Une fois les ressentis personnels écartés, il faut aller lire les gens sérieux. Et le rapport de l’IGAS de 2007 se lit vite. On y apprend que « L’AME représente une dépense d’environ 400 M€ par an [qui est] mal maîtrisée seulement en apparence » (pages 14 à 18), le lissage de certains effets statistiques amenant à constater une certaine stabilité des dépenses. On y lit que cette population privilégiée qui se goberge avec mes impôts, est touchée à hauteur de 19 fois plus par le SIDA. 10 fois plus par l’hépatite C. Que les étrangers sont 15 fois plus touchés par la tuberculose que les Français. Loin des énoncés péremptoires, on y trouve détaillées aussi les maigres économies attendues de la mise en place d’un ticket modérateur, compte tenu des lourds frais de gestion qu’elle entraînerait. Et on y lit enfin que les fécondations in vitro ne font pas débat puisque, bien qu’en nombre « très limité », les personnes auditionnées par la mission les citaient déjà comme devant être exclues du panier de soins.

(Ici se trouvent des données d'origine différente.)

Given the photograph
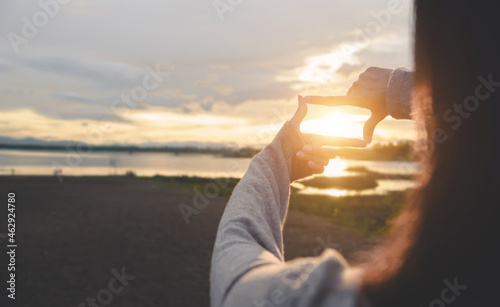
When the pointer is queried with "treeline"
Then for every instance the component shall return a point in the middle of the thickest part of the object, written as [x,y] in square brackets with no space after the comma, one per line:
[399,151]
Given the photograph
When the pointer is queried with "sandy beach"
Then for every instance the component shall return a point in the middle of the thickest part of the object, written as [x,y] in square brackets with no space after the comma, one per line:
[74,237]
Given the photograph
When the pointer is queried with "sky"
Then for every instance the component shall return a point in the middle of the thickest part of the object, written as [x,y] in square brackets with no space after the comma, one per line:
[187,72]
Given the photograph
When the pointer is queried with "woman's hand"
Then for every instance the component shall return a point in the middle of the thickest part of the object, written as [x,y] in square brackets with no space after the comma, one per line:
[314,156]
[368,92]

Alors, ok, ce n’est peut-être pas son âme que perd la France en restreignant l’accès aux soins aux sans-papiers. C’est plus au niveau du ciboulot que ça ne tourne pas rond. Car la santé publique pourrait, elle, y perdre beaucoup, si cette population se faisait diagnostiquer le SIDA, l’hépatite C, ou la tuberculose à un stade plus avancé. Et, s’il faut parler pépettes, ce ne serait pas sans conséquences financières.

Elle n’y perd pas son âme mais elle y perd bien la tête car les députés ont en fin de compte voté à grand bruit… une disposition existante : le principe du ticket modérateur figure dans la loi de finances rectificative pour 2002 (article 57). Claude Goasguen était déjà là. Dominique Tian aussi. Ma main à couper qu’ils l’avaient déjà votée ! Simplement, les décrets d’application ne sont jamais venus parce qu’au-delà des rodomontades politiques, la mise en oeuvre de cette participation financière s’avère compliquée et, in fine, onéreuse.

Non, la France ne perd pas son âme. Mais elle a des bleus à l’âme quand, avec force moulinets, ses députés, votant des lois inutiles, ne font que s’abimer dans une gesticulation politicienne grossière autour de cette idée recuite que l’étranger nous mange la laine sur le dos.